Friday, February 5, 2010

IvyDE and HBase 0.21 (trunk)

If you are staying on top of HBase development and frequently update to the HBase trunk (0.21.0-dev at the time of this post) you may have noticed that we now have support for Apache Ivy (see HBASE-1433). This is good because it allows to better control dependencies of the required jar files. It does have a few drawbacks though. One issue that you must be online to get your initial set of jars. You can also set up a local mirror or reuse the one you need for Hadoop anyways to share some of them.

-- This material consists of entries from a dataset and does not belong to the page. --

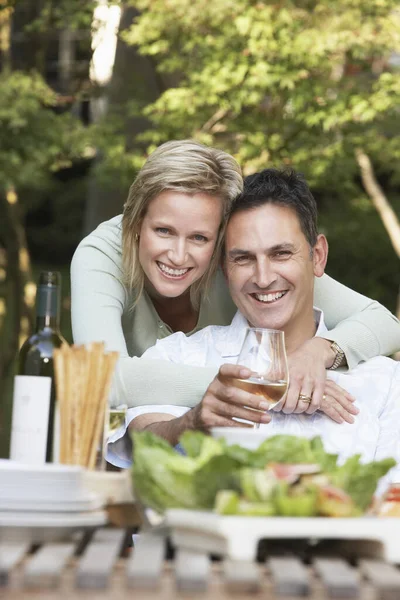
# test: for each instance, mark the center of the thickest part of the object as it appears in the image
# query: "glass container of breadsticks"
(83, 377)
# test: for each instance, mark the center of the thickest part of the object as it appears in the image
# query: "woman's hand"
(307, 377)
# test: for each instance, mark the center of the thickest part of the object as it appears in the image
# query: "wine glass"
(263, 352)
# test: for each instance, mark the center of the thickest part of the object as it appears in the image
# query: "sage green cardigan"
(101, 311)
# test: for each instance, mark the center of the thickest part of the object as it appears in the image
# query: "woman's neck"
(178, 312)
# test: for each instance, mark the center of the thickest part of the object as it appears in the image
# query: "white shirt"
(375, 384)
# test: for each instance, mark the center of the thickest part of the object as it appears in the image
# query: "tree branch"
(379, 200)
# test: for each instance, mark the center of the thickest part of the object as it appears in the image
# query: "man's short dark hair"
(284, 188)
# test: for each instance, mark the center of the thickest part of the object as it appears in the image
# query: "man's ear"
(223, 264)
(320, 255)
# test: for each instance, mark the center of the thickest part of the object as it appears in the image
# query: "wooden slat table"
(97, 571)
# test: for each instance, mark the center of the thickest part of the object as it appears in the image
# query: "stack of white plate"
(46, 502)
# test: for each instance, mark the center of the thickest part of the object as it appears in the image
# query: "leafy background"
(309, 84)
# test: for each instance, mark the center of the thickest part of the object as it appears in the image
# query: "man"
(272, 254)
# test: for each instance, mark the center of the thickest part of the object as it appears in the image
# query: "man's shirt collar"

Another issue is that it pulls in many more libs as part of the dependency resolving process. This reminds me bit of aptitude and when you try to install Java, for example on Debian. It often wants to pull in a litany of "required" packages but upon closer look many are only recommended and need not to be installed.

Finally you need to get the jar files somehow into your development environment. I am using Eclipse 3.5 on my Windows 7 PC as well as on my MacOS machines. If you have not run ant from the command line yet you have no jars downloaded and opening the project in Eclipse yields an endless amount of errors. You have two choices, you can run ant and get all jars and then add them to the project in Eclipse. But that is rather static and does not work well with future changes. It also is not the "ivy" way to resolve the libraries automatically.

The other option you have is adding a plugin to Eclipse that can handle Ivy for you, right within the IDE. Luckily for Eclipse there is IvyDE. You install it according to its documentation and then add a "Classpath Container" as described here. That part works quite well and after a restart IvyDE is ready to go.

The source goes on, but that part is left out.